Michael has been assisted by his brother Laurence from Savannah when he is in town, or various chef friends from the south shore who are not so busy in COVID world. They seem to enjoy this chef’s fantasy kitchen and its inner workings as much as we do.

We had two meals at the food bar before experiencing brunch, then lunch as each service came on line. We have written about all of these meals already, so I’ll just focus here on why this one restaurant is so special in our opinion.

One night we had a crab cake which was not the best I have had, but what made it unique was that instead of a slice of lemon or lemon zest, the lemon was a gelatin! Yes, it was pure jumbo lump crabmeat and yes it was seared to perfection and yes it was beautifully presented on a lake of lemon butter sauce, but the extra step required to make a gelatin is unique.

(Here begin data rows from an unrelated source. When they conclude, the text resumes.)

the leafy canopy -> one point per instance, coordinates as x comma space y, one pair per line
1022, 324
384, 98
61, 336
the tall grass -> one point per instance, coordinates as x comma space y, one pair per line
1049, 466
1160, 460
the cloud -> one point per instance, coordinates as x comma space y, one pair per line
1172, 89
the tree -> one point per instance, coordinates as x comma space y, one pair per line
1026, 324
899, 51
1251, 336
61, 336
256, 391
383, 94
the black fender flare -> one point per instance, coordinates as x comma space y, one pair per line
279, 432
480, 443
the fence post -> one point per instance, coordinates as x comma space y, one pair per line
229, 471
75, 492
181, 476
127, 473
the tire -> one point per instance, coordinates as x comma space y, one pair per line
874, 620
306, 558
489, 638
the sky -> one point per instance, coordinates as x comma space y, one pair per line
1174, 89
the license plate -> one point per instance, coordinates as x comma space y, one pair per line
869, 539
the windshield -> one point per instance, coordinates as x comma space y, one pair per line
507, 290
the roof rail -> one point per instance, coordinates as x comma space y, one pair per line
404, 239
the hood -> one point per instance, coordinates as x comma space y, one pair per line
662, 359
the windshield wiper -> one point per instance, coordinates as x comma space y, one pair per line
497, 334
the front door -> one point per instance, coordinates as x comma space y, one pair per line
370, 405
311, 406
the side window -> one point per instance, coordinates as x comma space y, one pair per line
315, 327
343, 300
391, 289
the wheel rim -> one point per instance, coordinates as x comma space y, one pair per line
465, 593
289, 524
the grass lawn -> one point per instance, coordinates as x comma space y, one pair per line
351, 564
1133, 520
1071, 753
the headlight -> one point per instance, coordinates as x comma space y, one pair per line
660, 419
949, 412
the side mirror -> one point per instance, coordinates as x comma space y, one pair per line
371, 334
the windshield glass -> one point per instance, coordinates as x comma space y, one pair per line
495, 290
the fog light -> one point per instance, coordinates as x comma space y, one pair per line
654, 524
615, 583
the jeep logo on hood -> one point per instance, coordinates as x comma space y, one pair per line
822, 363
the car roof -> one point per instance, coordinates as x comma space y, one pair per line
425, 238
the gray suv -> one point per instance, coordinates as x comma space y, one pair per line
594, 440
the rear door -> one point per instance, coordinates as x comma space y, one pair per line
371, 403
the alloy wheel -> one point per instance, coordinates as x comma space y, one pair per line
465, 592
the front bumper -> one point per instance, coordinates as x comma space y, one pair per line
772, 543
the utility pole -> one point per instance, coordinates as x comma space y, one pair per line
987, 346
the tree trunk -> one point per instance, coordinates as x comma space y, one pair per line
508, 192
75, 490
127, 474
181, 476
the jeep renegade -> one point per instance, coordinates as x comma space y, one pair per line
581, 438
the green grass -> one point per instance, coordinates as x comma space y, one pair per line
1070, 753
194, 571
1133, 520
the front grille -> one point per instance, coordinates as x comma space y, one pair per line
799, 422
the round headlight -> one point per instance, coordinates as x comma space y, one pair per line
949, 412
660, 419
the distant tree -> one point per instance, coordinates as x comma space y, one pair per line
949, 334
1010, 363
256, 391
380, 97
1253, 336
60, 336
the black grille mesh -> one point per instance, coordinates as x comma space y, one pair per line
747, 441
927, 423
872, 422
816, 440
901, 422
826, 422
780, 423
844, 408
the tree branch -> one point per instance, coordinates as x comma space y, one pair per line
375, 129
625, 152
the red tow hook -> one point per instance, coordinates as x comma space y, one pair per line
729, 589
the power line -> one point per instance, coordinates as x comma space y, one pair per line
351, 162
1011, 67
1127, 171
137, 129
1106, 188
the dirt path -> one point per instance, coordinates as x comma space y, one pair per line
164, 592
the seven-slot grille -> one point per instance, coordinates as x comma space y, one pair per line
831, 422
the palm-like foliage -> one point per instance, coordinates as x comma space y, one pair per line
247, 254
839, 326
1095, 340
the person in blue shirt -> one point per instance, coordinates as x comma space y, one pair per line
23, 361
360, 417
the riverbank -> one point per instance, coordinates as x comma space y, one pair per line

Every time we go there we debate what to get because everything looks and is fabulous, but we continue to be tempted by the tableside silver carving station that meanders around the room when someone orders carved meat. This changes every night, but when was the last time this was available? Louis XVI?

In the wine room there is of course quite a selection, but is there anywhere else a saber on display for someone to whack the cork from champagne by breaking the head off the bottle?

How many places bake their own tiny profiteroles for teeny weeny crab salad sandwiches that are an amuse bouche? How many restaurants make their own boursin cheese, their own mayonnaise? (Yes, we know a few chefs do homemade mayo, and that Emeril made his own Worcestershire back in the day, but it is all these “extras” combined that add up.) How many have a station for just baking everything in house, from baby poor boy loaves large enough for one fried shrimp to hot souffles?  How many places serve great pancakes at brunch? Maybe quite a few, but I doubt many are also serving  those pancakes with pure maple syrup aged in wood barrels.

What I like about Tchefuncte’s more than any of these things individually is that all of these very special traits come for the same price that you see on the check at other first class restaurants. That’s not to say you won’t run up a bill, but that bill is in line with all the other A-listers that don’t take these extra steps.

And that makes Tchefuncte’s a bargain. A stunning, delicious bargain. Our pick for the best new restaurant of 2020.  Finally, some good culinary news from this year.